# JALAPENOS/MUSHROOMS



## goalie30 (Dec 13, 2011)

My bacon wrapped Jalapenos and my mushrooms came out wonderful!   all eaten rather quickly.  stuffed with chive/onion

cream cheese and crab meat and a sprinkly of cajun seasoning.  smoked at 200 for about 2.5 hours or so!


----------



## SmokinAl (Dec 13, 2011)

I can see why they went fast! They look delicious!


----------



## daveomak (Dec 13, 2011)

I just bought jalapenos at the store for the holidays..... I think I will use your recipe... thanks, Dave


----------



## michael ark (Dec 13, 2011)




----------



## tyotrain (Dec 13, 2011)

Man O Man that is some great looking grub... Nice job bet it was tasty


----------



## venture (Dec 13, 2011)

Those make me want to fire up the smoker just for them!

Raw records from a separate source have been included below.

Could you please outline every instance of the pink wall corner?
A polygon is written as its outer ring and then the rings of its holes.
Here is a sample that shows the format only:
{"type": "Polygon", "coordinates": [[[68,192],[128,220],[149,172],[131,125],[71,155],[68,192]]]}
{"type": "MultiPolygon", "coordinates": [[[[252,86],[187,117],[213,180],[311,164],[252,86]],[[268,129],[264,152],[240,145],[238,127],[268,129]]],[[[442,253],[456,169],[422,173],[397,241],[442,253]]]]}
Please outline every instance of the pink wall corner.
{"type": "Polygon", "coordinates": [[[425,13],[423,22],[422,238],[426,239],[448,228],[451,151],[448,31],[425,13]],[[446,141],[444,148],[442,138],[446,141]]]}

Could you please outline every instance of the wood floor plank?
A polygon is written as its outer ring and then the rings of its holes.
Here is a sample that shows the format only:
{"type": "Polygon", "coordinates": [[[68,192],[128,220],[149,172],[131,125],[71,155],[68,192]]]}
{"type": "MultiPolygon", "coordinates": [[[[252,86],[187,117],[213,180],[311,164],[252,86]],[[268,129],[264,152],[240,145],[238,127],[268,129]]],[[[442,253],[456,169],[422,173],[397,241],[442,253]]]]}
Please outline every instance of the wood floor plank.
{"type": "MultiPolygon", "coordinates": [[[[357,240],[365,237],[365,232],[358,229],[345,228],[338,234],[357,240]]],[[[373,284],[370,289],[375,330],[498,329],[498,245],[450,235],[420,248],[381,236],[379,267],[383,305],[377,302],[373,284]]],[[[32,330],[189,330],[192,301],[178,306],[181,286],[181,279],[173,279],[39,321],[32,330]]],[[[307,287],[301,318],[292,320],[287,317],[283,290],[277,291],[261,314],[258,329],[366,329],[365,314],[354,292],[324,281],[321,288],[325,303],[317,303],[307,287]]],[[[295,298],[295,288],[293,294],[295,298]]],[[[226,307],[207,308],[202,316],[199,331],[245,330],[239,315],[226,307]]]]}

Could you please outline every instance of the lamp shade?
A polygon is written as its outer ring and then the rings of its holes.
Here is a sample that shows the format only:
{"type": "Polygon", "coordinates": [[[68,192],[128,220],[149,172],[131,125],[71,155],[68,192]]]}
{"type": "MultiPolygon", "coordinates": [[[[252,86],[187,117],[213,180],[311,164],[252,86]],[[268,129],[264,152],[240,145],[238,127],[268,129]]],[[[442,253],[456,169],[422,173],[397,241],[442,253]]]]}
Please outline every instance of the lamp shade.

Good luck and good smoking.


----------



## owlcreeksmoker4 (Dec 14, 2011)

nothing like puttin crab into that cream cheese! mmmmm


----------



## africanmeat (Dec 14, 2011)

Looks great. they gone  so fast i got nothing


----------



## goalie30 (Dec 14, 2011)

Thanks everyone, my brother got me on this website and it has been very good.  we also purchased jeffs rib rub recipe and bbq sauce. excellent as well!

I think I will make boats out of the jalapenos next time, easier to eat I think. I also did some poblanos(spelling)  bigger and alittle sweeter, they were good , had to slice them

up to eat em!  very good though! next project is smoking jerky and a hind mega roast this weekend from this dude.


----------



## roller (Dec 14, 2011)

They look real good..looks like your all set in the venison dept...nice job.


----------



## mballi3011 (Dec 14, 2011)

Now I have a good source for big portabella mushrooms and I was thinking that they would be good in the smoker. I guess I have my answer I was looking for.


----------



## realtorterry (Dec 14, 2011)

Man I havent made ABT'S in awhile. You got me wanting some now!!!!


----------